The Problem of SpamAssassin
The main problem of SpamAssassin is that it uses static rule sets to determine if a message is spam. This is a problem because a fixed set of rules cannot accurately define spam for everybody. The result of this is that SpamAssassin can capture most spam, but it will always have some false positives and false negatives.
The other problem with SpamAssassin's static rules is that the content in spam changes over time so that we have mutating spam. Unless the rules in SpamAssassin change over time also, more and more spam is going to get in. This means that constant upgrades are necessary to maximize spam blocking capabilities.
Bayesian Filtering
Bayesian filtering is the answer to the SpamAssassin problem. The Bayes database can be trained by the recipient so that it knows what messages look like spam, and what messages are ham.

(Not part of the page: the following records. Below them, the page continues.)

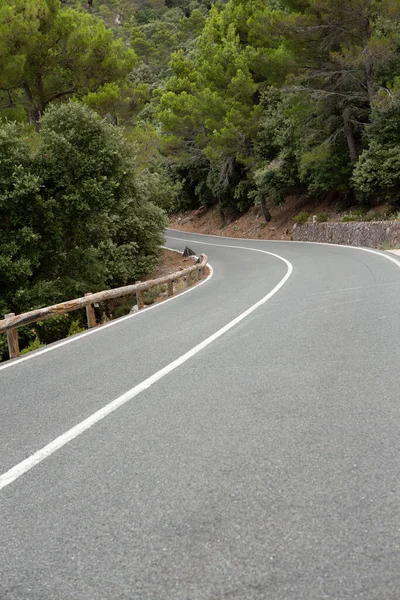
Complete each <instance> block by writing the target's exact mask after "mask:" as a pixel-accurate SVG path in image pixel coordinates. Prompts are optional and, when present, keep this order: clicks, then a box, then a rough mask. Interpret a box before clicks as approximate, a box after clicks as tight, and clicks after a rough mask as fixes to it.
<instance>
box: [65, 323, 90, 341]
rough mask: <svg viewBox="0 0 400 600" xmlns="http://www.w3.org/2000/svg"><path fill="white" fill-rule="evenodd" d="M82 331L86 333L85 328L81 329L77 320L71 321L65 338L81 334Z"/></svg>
mask: <svg viewBox="0 0 400 600" xmlns="http://www.w3.org/2000/svg"><path fill="white" fill-rule="evenodd" d="M84 331H86V329H85V327H81V326H80V321H79V319H76V320H75V321H72V323H71V325H70V327H69V330H68V334H67V337H71V336H73V335H77V334H78V333H83V332H84Z"/></svg>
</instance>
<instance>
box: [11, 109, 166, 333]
mask: <svg viewBox="0 0 400 600" xmlns="http://www.w3.org/2000/svg"><path fill="white" fill-rule="evenodd" d="M41 125H42V127H41V131H40V134H36V133H32V131H31V130H30V129H28V128H24V127H22V126H19V125H16V124H8V123H6V124H1V123H0V156H1V160H0V289H1V292H2V293H1V299H0V314H4V313H6V312H16V313H20V312H25V311H27V310H31V309H33V308H39V307H41V306H47V305H50V304H54V303H57V302H61V301H65V300H68V299H71V298H76V297H77V296H81V295H83V294H84V293H85V292H87V291H92V292H95V291H98V290H101V289H105V288H107V287H111V286H113V287H114V286H118V285H125V284H126V283H127V282H128V281H134V280H137V279H139V278H140V277H141V276H142V275H143V274H145V273H147V272H148V271H150V270H151V269H152V268H153V267H154V265H155V264H156V262H157V259H158V256H159V253H160V245H161V244H162V242H163V240H164V238H163V229H164V227H165V226H166V223H167V221H166V217H165V213H164V212H163V211H162V209H161V208H159V207H157V206H155V205H154V204H153V203H152V202H150V201H149V197H148V194H145V193H144V191H143V186H142V185H139V184H138V177H137V175H136V172H135V170H134V165H135V162H134V161H135V150H134V148H133V146H132V145H131V144H129V143H128V142H127V141H126V140H125V139H124V137H123V135H122V133H121V131H120V130H118V129H117V128H115V127H113V126H111V125H107V124H105V123H104V122H103V121H102V120H101V119H100V118H99V117H98V116H97V115H96V113H94V112H93V111H92V110H91V109H89V108H88V107H86V106H83V105H79V104H77V103H74V102H70V103H68V104H62V105H57V106H50V107H49V109H48V110H47V111H46V113H45V115H44V116H43V118H42V122H41ZM51 321H53V320H51ZM70 322H71V321H70V320H69V318H66V319H65V320H62V319H61V320H59V321H54V324H53V325H51V326H50V325H44V324H43V325H40V326H38V330H39V329H40V330H41V336H42V332H47V333H46V335H45V336H44V338H43V339H46V342H50V341H53V340H54V339H59V338H60V337H61V338H62V337H65V336H66V335H67V333H68V329H69V326H70Z"/></svg>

The Bayesian filter does this by breaking a message up into many small pieces called tokens then determines which tokens occur mostly in spam messages, and which ones occur mostly in messages that are ham.
The Problem of Bayesian Filtering
The problem with Bayesian filtering is that it must learn a lot of emails before it can function effectively. Bayesian filtering does not even begin to work until it has learned at least 200 spams and 200 hams. End-users would need to work hard to train the Bayes database enough to effectively fight mutating spam.
Bayesian Self-Learning
Bayesian self-learning is the answer to the Bayesian filtering problem.

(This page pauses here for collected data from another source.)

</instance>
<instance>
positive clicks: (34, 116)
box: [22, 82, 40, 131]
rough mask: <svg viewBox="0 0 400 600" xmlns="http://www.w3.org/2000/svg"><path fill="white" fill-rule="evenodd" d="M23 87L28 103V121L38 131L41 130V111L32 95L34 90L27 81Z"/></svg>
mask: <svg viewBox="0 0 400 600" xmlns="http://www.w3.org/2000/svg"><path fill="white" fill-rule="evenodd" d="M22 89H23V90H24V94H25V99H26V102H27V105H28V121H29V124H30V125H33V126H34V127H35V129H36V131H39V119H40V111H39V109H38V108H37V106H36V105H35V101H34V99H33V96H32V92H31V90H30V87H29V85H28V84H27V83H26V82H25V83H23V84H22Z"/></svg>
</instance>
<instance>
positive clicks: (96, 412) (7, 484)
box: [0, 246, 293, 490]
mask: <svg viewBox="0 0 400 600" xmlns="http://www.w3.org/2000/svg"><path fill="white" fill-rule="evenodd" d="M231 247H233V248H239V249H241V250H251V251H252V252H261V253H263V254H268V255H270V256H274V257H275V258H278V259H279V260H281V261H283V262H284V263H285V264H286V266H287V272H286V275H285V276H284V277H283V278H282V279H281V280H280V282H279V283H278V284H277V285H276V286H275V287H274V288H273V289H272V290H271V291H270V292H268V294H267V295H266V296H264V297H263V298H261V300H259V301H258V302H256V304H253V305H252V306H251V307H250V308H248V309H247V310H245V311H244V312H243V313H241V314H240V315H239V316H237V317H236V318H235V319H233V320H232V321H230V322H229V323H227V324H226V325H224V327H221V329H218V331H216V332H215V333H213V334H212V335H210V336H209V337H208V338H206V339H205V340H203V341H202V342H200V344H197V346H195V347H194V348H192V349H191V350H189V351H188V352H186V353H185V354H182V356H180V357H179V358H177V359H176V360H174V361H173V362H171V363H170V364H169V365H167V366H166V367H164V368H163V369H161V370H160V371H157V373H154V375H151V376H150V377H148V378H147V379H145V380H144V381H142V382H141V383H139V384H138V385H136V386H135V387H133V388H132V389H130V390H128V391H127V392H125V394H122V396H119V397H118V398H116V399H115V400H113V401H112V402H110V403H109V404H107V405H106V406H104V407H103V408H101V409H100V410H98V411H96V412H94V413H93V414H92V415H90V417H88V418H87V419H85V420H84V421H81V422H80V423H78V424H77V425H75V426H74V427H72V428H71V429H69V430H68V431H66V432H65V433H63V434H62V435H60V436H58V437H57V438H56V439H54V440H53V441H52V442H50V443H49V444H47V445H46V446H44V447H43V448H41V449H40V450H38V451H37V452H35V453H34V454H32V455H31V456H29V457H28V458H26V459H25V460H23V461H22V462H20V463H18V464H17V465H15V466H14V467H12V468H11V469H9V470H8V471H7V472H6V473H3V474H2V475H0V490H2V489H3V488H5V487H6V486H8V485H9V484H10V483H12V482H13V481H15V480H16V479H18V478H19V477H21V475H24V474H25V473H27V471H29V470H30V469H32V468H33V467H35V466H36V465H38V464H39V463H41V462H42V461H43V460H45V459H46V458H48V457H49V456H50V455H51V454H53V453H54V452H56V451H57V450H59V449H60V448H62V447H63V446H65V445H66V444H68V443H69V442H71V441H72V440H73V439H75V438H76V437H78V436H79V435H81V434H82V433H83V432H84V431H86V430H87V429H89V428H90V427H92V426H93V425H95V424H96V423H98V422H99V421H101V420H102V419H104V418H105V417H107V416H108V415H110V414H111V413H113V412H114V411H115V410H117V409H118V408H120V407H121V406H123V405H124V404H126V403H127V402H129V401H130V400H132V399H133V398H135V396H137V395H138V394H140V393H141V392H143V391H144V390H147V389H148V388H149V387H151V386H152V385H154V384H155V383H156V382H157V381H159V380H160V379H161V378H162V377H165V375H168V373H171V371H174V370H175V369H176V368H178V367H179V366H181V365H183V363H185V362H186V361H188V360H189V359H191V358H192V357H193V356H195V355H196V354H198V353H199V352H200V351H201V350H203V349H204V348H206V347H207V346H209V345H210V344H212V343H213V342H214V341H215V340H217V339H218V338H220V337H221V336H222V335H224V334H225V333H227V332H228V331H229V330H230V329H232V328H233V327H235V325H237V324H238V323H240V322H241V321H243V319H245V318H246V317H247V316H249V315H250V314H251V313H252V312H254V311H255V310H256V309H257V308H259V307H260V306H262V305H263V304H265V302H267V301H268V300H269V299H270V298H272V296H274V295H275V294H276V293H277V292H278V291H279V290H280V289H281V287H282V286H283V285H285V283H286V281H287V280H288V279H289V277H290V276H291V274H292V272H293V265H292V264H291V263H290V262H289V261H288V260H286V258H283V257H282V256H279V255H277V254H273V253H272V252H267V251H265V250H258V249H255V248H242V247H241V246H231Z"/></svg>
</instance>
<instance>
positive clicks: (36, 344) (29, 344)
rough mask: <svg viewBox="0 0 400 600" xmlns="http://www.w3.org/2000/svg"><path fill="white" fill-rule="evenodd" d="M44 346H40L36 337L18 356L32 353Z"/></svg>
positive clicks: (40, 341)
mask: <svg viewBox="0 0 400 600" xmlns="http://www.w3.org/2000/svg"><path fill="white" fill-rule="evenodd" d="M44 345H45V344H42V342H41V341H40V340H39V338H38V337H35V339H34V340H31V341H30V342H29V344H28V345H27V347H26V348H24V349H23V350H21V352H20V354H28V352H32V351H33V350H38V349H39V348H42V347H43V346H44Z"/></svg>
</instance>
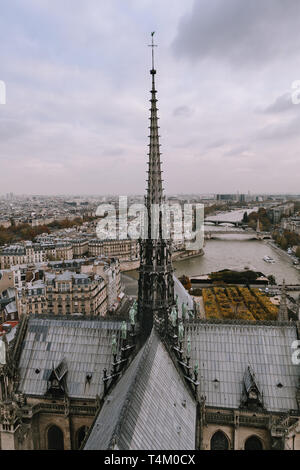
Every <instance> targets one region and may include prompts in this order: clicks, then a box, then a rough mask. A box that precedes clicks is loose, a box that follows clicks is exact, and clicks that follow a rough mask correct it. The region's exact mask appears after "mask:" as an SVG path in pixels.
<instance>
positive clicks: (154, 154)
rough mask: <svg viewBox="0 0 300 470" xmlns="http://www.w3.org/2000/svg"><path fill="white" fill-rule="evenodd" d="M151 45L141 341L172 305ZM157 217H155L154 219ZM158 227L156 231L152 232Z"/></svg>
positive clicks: (140, 293)
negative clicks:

The scoring system in SpamAssassin is used for this purpose. The higher the SpamAssassin score, the more sure we are that the message is a spam. The lower the score, the more sure we are that it is ham. The following criteria defines whether or not SpamAssassin will train the Bayes database about a message:
- If the total SpamAssassin score is above 12, and both the header score and body score are above 3, then train the Bayes database about the spam.
- If the total SpamAssassin score is below 0.1, then train the Bayes database that it is not a spam.
Since SpamAssassin scans all incoming emails using it for Bayesian self-learning is a very effective way to keep the Bayes database up to date.